The experience acquired with H5N1 HPAI in recent years by scientists and animal health and other experts in their efforts to combat avian influenza has produced a wealth of knowledge that is helping reshape many long-held views about the disease and offering new insights into how it spreads and how it can best be controlled, if not eliminated.
A major new and wide-ranging overview of avian influenza has just been released by FAO in an attempt to throw much-needed light on the disease and the viruses that cause it, explain what is known and what is still not known about it, and take a critical look at some of the major issues involved, including the pros and cons of different approaches to disease control.
The work – Understanding avian influenza – a review of the emergence, spread, control, prevention and effects of Asian-lineage H5N1 highly pathogenic viruses
– is an FAO initiative and was produced by Les Sims, a veterinary consultant who has been developing control and preventive programmes for this disease since it first emerged in Hong Kong SAR in 1997, and Clare Narrod of the International Food Policy Research Institute (IFPRI) who has been actively involved in understanding the economic and livelihood impact of avian influenza and control measures.
FAO will release the work in three instalments, starting with the first three chapters. The second instalment will contain Chapters 4 and 5, and the third and final instalment Chapters 6-9.Understanding avian influenza
explores the various mechanisms of persistence and spread of H5N1 HPAI viruses – both confirmed and possible – in order to understand better the sources of virus and the modes of transmission. It does this in an effort to separate science from perception, and to highlight areas where uncertainty remains.
The authors have based their analysis on past experience with other outbreaks and the events that have occurred since 1996 when H5N1 HPAI viruses first emerged, and examine some of the speculation related to the disease.
Key areas discussed include the role played by domestic ducks in the development of the current epizootic, issues related to whether the disease emerged from intensively-reared poultry,and the relative role of wild birds and trade in poultry in disease spread
The document summarizes many of the factors that have or are believed to have led to the emergence and spread of avian influenza, and offers an extensive bibliography of important reference works for anyone wishing to learn more.

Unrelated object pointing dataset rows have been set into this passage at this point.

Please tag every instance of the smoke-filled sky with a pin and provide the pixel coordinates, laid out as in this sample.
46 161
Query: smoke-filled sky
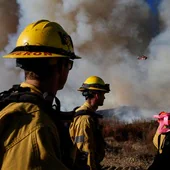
109 36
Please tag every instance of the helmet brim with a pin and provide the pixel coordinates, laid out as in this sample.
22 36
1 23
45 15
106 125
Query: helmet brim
92 88
25 54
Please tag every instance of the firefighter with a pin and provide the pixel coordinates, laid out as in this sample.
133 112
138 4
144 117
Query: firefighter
85 129
29 132
161 141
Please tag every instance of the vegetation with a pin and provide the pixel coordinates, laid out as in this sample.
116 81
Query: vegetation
129 145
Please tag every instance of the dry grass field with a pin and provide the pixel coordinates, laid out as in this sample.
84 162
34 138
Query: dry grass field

ABOUT THE AUTHORSLes SimsAsia Pacific Veterinary Information Services, Australia
Les Sims is a veterinary consultant with over 30 years of experience, focusing primarily on farm animal disease management. He has a special interest and association with avian influenza, having been involved with outbreaks of highly pathogenic avian influenza since 1985 (two outbreaks in Australia in 1985 and 1992). He was in charge of operations and played a major role in avian influenza control and prevention in Hong Kong from 1997 to 2002, while working for the Hong Kong government as an Assistant Director of the Department of Agriculture, Fisheries and Conservation.
Since 2004, he has worked as a consultant, mainly through FAO and the World Bank, advising veterinary authorities on avian influenza in China, Thailand, Cambodia, North Korea, Mongolia, Indonesia and, especially, Viet Nam. He has provided technical support for HQ staff at the Food and Agriculture Organization of the United Nations (FAO), written numerous papers on issues related to avian influenza control and prevention for FAO and others, and guided development of technical components for World Bank projects on avian influenza in Cambodia and Viet Nam.
Les believes firmly in the need for practical approaches to disease control so that programmes match available resources/infrastructures, the local disease situation and the nature of the local industry.Clare NarrodInternational Food Policy Research Institute (IFPRI)
Clare Narrod, a senior research fellow in the Markets Trade and Institutions Division of the International Food Policy Research Institute (IFPRI), joined the institute in August 2005 to lead a programme in Food and Water Safety. She is also the Deputy Director of the ILRI/IFPRI Programme on Livestock Markets and a member of the Livestock Programme Group that steers the CGIAR system-wide livestock programme.
Before joining IFPRI, Clare worked at the United States Department of Agriculture (USDA) Office of Risk Assessment and Cost-Benefit Analysis as a Risk Assessor and Regulatory Economist where she reviewed food safety and animal and plant health rules for USDA clearance. She has also worked at FAO, where she led a number of livestock projects that focused on understanding the policy, technology and environmental determinants and implications of scaling up livestock production. In the past she has held consultant positions at the World Bank and at the Inter-American Institute for Cooperation in Agriculture.
Currently she leads a multi-country research project focusing on Pro-Poor HPAI Risk Reduction strategies in Africa and Indonesia, which is closely linked to a sister project led by FAO that focuses on in the Mekong Delta. She was member of a World Bank/FAO/ILRI task force that reviewed compensation issues related to avian influenza. Clare believes firmly that science-based decision-making, which takes into factor the cost-effectiveness of risk reduction strategies and the ability of different size producers to adopt such measures, should guide country specific HPAI control programmes.